Alibaba (BABA) faced a hefty fine of $2.8 billion for alleged anti-monopoly violations in April. Meanwhile, ridesharing company DiDi (DIDI) got banned from Chinese app stores in June, just days after its U.S. IPO due to what the Chinese government said were security concerns about foreign interest in the company and its vast personal data on Chinese citizens.
Over this past weekend, China upped its efforts against companies raising money abroad, targeting the education sector. In the overhaul of its education sector, China banned firms that teach school subjects from raising capital or going public, forced them to be nonprofit institutions, and prohibited foreign ownership, among other things.
Three days after taking shots at education firms, China shifted its focus to online food platforms. China posted a notice for Meituan and other food platforms saying that they must respect the rights of their delivery drivers and ensure that they earn the local minimum income.
While making all of these swift, costly, decisions China operated with complete disregard for the investors in these companies, particularly the foreign investors when considering the timing of the DiDi app ban. Or was even explicitly acting against foreign investors when the Chinese government, said the education sector had been "hijacked by capital."

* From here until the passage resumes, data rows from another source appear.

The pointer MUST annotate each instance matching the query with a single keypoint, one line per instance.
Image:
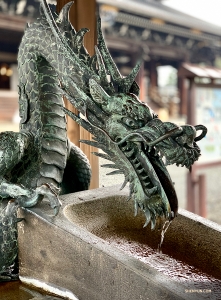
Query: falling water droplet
(164, 229)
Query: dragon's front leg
(12, 149)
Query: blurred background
(180, 78)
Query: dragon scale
(40, 160)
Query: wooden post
(83, 14)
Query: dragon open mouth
(152, 188)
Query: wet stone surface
(15, 290)
(192, 279)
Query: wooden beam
(83, 14)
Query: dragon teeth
(128, 154)
(151, 191)
(140, 171)
(148, 217)
(137, 165)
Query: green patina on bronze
(40, 160)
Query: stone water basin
(96, 249)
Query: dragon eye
(130, 122)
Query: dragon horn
(79, 37)
(112, 68)
(63, 18)
(101, 66)
(204, 132)
(127, 82)
(98, 94)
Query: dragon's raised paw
(51, 192)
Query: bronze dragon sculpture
(39, 161)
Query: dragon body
(40, 161)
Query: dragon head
(126, 129)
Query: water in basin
(184, 258)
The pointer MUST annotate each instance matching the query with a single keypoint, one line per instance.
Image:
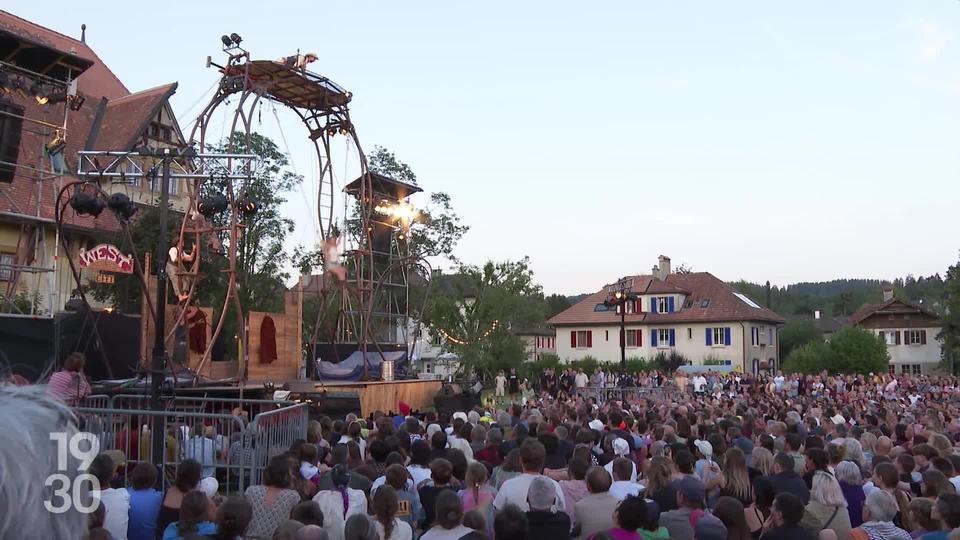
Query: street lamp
(619, 300)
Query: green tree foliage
(555, 304)
(479, 308)
(950, 320)
(850, 350)
(797, 333)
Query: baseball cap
(691, 488)
(620, 447)
(709, 527)
(704, 447)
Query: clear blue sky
(789, 141)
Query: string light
(446, 335)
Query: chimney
(663, 269)
(887, 293)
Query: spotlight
(212, 204)
(247, 206)
(122, 206)
(56, 145)
(85, 204)
(37, 91)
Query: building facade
(909, 331)
(694, 314)
(99, 113)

The quick succession of these changes as well as the strong language used to justify these actions has investors on edge. Investors have been panic-selling shares as they quickly lose confidence in stocks like TAL Education (TAL) and New Oriental Education & Technol (EDU), which were once darlings in many portfolios.
The sharp losses didn’t stay isolated to those directly affected by the new legislation. Chinese markets fell across the board, with major indices finishing the day sharply lower, including a 2.34% drop in the Shanghai SE Composite and a 3.22% fall in the CSI 300 Index.

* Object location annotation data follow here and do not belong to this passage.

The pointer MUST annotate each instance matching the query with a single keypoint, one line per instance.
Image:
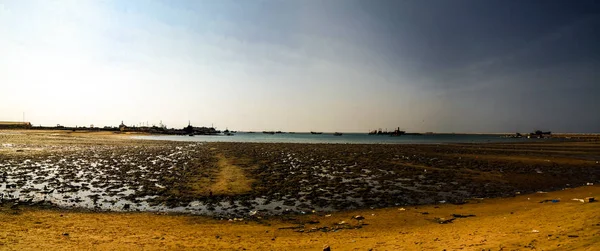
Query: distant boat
(397, 133)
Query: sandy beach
(78, 190)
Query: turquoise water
(347, 138)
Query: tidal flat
(112, 172)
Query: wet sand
(517, 223)
(108, 172)
(253, 187)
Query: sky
(331, 65)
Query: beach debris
(359, 218)
(463, 215)
(586, 199)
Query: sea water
(346, 138)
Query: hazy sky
(337, 65)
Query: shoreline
(521, 222)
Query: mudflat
(293, 196)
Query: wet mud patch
(253, 179)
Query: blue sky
(338, 65)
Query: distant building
(14, 125)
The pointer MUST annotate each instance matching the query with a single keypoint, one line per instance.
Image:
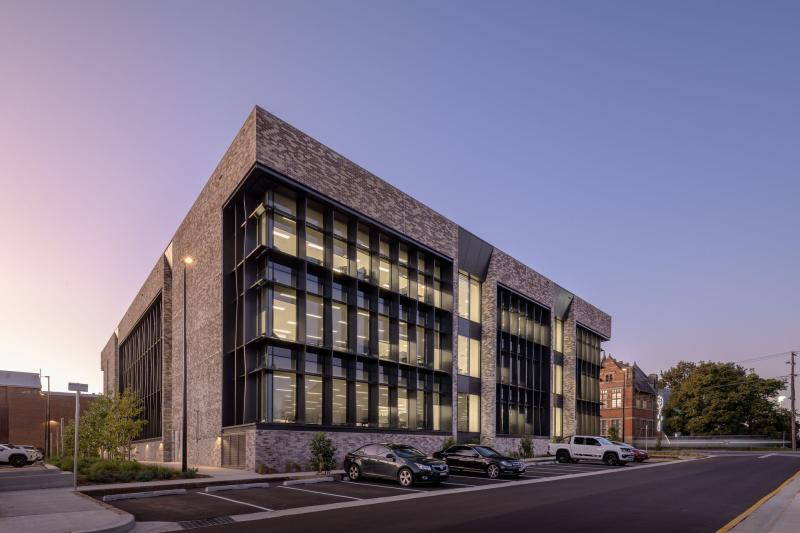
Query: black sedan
(481, 459)
(400, 462)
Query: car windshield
(486, 452)
(408, 452)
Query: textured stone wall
(291, 152)
(592, 317)
(509, 445)
(570, 337)
(283, 450)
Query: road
(33, 477)
(701, 495)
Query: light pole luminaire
(187, 261)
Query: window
(283, 397)
(469, 410)
(558, 379)
(383, 406)
(469, 297)
(402, 407)
(314, 320)
(340, 226)
(469, 356)
(284, 314)
(284, 234)
(284, 201)
(315, 246)
(340, 262)
(403, 289)
(314, 215)
(385, 274)
(339, 411)
(339, 325)
(313, 391)
(362, 332)
(403, 341)
(616, 398)
(362, 404)
(362, 264)
(280, 273)
(559, 336)
(384, 348)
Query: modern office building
(321, 298)
(628, 401)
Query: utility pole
(792, 377)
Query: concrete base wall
(286, 451)
(509, 445)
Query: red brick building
(627, 400)
(23, 410)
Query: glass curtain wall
(523, 366)
(329, 320)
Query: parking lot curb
(291, 482)
(136, 495)
(218, 488)
(125, 523)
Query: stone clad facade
(268, 150)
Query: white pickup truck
(577, 448)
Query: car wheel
(354, 472)
(405, 477)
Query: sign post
(78, 388)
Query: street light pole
(186, 261)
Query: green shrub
(449, 441)
(526, 447)
(323, 453)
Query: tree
(110, 424)
(323, 453)
(673, 377)
(723, 399)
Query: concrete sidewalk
(779, 514)
(59, 511)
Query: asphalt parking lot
(197, 508)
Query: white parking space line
(235, 501)
(381, 486)
(320, 492)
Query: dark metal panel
(473, 254)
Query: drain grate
(204, 522)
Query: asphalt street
(33, 477)
(701, 495)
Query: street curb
(125, 524)
(291, 482)
(218, 488)
(137, 495)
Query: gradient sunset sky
(646, 157)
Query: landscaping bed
(95, 471)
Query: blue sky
(642, 155)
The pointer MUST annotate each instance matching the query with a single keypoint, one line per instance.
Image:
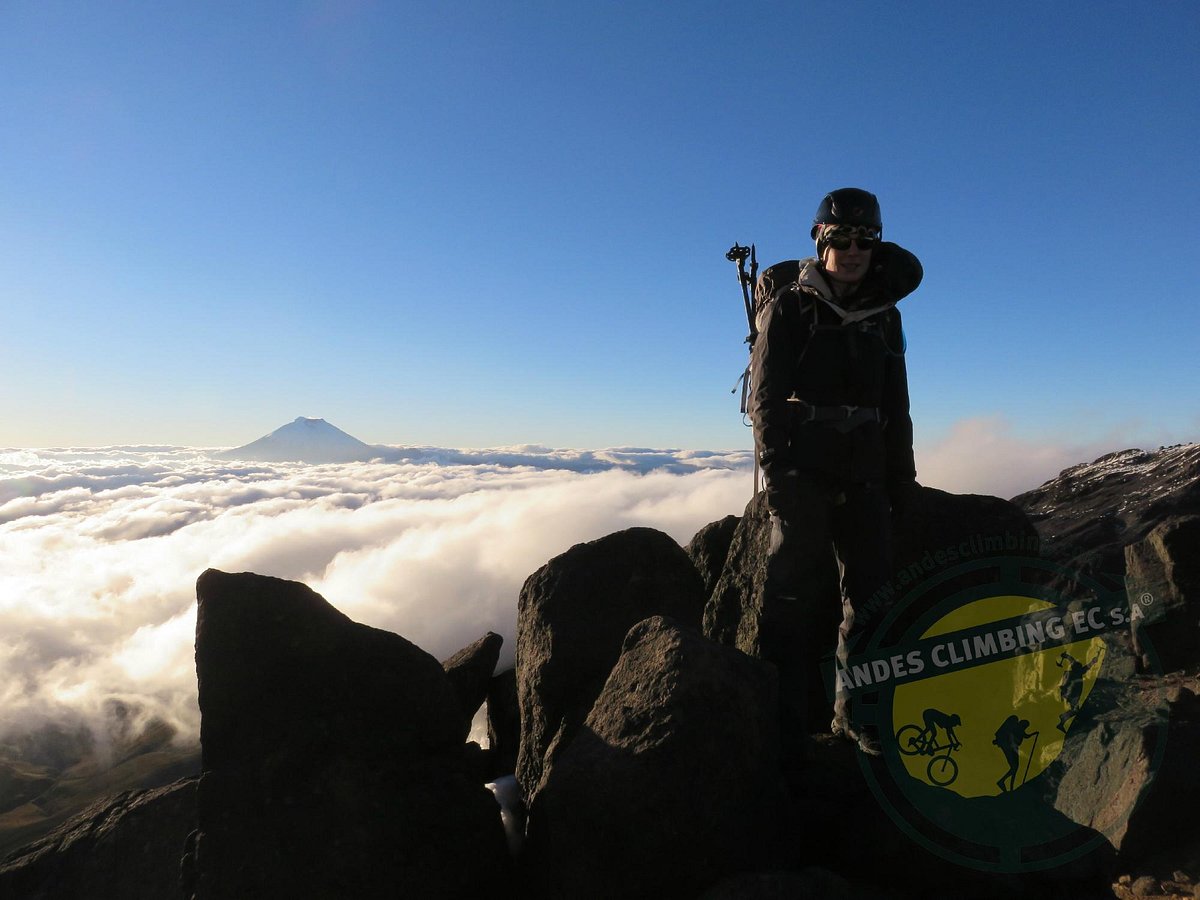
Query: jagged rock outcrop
(503, 723)
(939, 531)
(471, 671)
(709, 547)
(120, 847)
(333, 756)
(1090, 513)
(671, 784)
(573, 616)
(1164, 569)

Furthermore, Cathie Wood, head of Ark Investment Management, is now exiting positions in Chinese firms following the latest crackdown. During the past week, Ark has fled from positions in both Tencent and KE Holdings, bringing the flagship ARK Innovation ETF’s Chinese holdings down to just 0.32% of the total $23 billion in invested assets. To put that percentage into perspective, the Innovation ETF had an 8% stake in Chinese firms as recently as February.
So is it time to follow Cathie Wood out the door?

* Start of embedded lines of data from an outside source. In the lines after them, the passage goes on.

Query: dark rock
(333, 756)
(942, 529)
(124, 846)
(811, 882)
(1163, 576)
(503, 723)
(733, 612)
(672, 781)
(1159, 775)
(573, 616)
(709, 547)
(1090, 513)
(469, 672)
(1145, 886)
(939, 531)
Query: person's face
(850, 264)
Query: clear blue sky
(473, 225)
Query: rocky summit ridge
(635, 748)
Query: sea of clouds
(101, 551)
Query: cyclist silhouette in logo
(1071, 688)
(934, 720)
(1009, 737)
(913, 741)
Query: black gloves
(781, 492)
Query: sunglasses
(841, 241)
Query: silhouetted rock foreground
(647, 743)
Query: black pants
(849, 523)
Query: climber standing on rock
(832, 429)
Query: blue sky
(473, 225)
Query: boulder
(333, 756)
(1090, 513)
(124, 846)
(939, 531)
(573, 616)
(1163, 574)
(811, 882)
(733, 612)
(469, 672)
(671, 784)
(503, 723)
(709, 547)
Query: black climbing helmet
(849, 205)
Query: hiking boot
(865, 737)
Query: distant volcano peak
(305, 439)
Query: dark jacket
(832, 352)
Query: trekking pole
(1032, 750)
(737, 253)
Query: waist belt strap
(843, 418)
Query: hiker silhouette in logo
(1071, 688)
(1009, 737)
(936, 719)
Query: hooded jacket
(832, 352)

China’s continued uncertainty to, and disregard for, foreign investors and Variable Interest Entities (VIEs) is a huge cause for concern for foreign investors in Chinese firms.
At this time, it is unclear how many foreign-listed companies will come under fire. But given the hastening rate in which companies are facing punishments for having foreign investors, the upside potential of buying any of these dips or even holding in hopes of better days seems unnecessarily risky.